The layoffs of about 500 Tesla employees, which many of them posted about on social media on Tuesday, raised questions about deals that Mr. Musk, Tesla’s chief executive, struck with the leaders of General Motors, Ford Motor and other automakers last year allowing cars made by other companies to use Tesla Supercharger stations.
Tesla’s agreements with other makers of electric cars assured buyers that they would be able to find fast chargers on road trips, addressing one of the main reasons that many people are hesitant to buy such cars. It was also seen as a coup for Mr. Musk, validating Tesla’s technology and giving the company outsize influence over the auto industry.
Almost all major manufacturers announced plans to switch the hardware and software in their cars to make them compatible with Tesla’s chargers. Ford has been mailing adapters to owners of its older electric vehicles so they can connect to Tesla’s chargers.

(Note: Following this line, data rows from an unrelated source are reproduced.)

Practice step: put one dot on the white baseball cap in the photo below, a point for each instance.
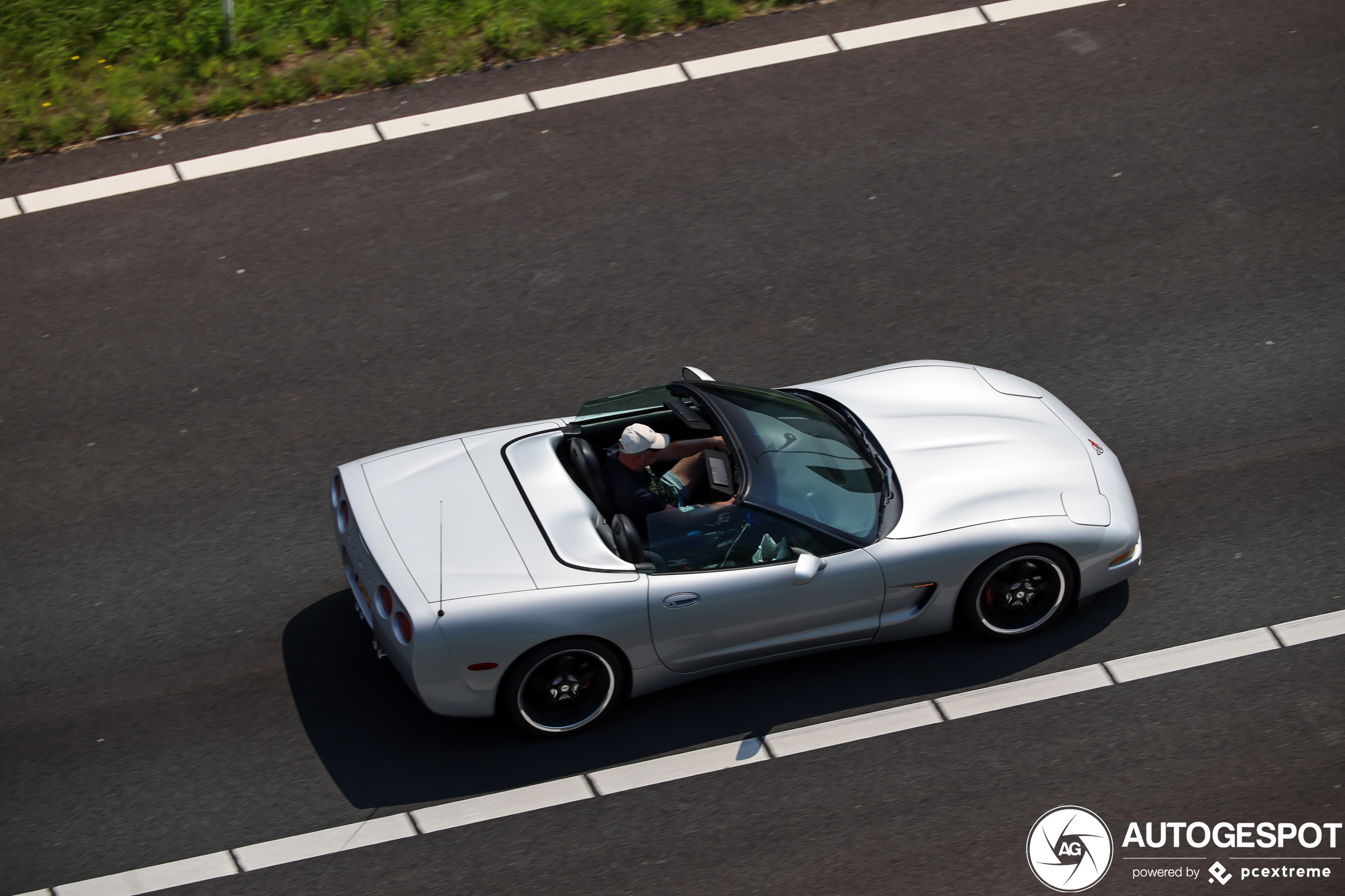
(638, 437)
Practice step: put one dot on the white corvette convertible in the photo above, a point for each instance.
(877, 505)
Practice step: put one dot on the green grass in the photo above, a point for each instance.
(73, 70)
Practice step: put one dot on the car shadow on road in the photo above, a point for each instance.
(382, 747)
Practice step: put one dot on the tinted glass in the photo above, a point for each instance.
(646, 400)
(801, 460)
(725, 537)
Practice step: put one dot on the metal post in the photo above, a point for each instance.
(229, 23)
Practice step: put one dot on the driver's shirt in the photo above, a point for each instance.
(633, 492)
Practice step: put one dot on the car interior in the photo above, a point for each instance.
(698, 539)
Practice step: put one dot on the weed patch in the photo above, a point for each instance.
(73, 70)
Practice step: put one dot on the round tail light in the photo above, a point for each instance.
(402, 627)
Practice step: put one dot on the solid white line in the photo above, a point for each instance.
(1015, 693)
(785, 743)
(684, 765)
(322, 843)
(612, 86)
(872, 725)
(510, 802)
(760, 57)
(1019, 8)
(279, 151)
(455, 117)
(100, 188)
(145, 880)
(1311, 629)
(910, 29)
(1186, 656)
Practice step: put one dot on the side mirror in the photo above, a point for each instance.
(806, 567)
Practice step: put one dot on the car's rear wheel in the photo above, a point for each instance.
(1017, 592)
(564, 687)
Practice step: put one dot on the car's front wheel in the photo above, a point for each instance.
(1017, 592)
(564, 687)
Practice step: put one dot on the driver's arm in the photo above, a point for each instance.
(678, 450)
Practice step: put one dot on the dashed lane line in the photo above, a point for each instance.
(771, 56)
(510, 802)
(323, 843)
(708, 759)
(98, 188)
(539, 100)
(840, 731)
(146, 880)
(280, 151)
(614, 86)
(910, 29)
(1016, 693)
(684, 765)
(1020, 8)
(455, 117)
(1192, 655)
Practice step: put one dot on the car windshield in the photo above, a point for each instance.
(798, 458)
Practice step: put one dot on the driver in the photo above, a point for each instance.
(636, 491)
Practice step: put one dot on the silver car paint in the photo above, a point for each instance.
(614, 603)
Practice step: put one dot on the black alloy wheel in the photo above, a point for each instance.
(562, 688)
(1017, 592)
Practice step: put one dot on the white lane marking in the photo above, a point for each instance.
(510, 802)
(1311, 629)
(1019, 8)
(771, 56)
(612, 86)
(364, 135)
(322, 843)
(455, 117)
(829, 734)
(100, 188)
(554, 793)
(145, 880)
(1186, 656)
(684, 765)
(910, 29)
(1016, 693)
(279, 151)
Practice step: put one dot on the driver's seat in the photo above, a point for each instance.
(588, 475)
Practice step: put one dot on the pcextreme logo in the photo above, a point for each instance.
(1070, 849)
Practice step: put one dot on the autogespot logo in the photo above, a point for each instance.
(1070, 849)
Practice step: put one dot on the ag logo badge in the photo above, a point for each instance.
(1070, 849)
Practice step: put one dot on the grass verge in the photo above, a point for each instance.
(74, 70)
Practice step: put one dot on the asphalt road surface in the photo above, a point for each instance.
(1137, 205)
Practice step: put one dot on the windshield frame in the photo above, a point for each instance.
(868, 446)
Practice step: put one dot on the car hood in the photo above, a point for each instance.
(965, 452)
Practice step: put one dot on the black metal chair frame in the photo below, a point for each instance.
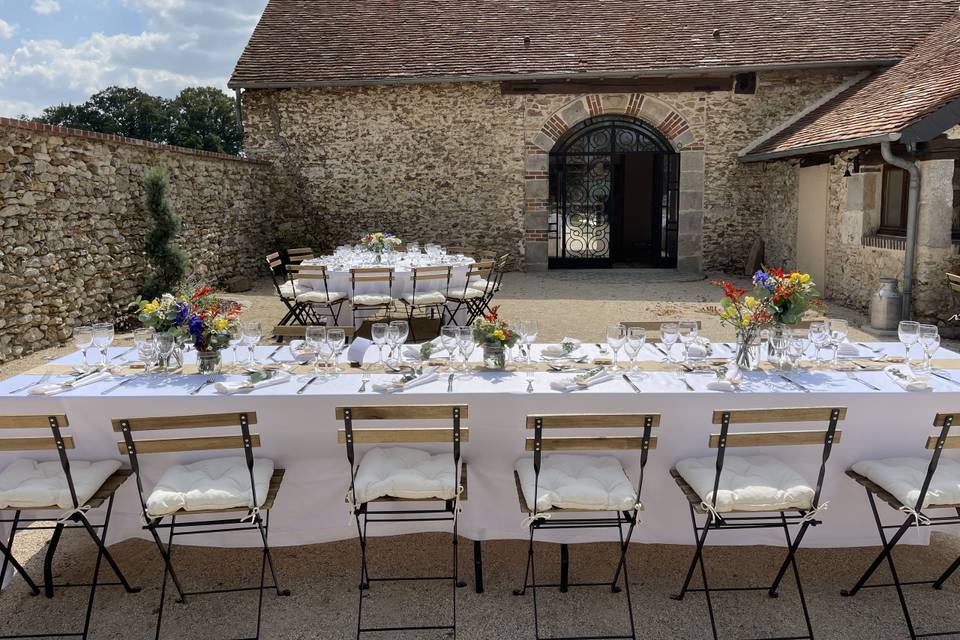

Mr. Musk said on X, the social media site he owns, that Tesla would slow down construction of new charging stations and increase its “focus on 100% uptime and expansion of existing locations.”
On Monday, in an email to employees that was reviewed by The New York Times, Mr. Musk said he would dissolve the “entire group of approximately 500 people” that had worked on building new Supercharger stations. In that message, he said the company would finish stations under construction and build some new ones “where critical.”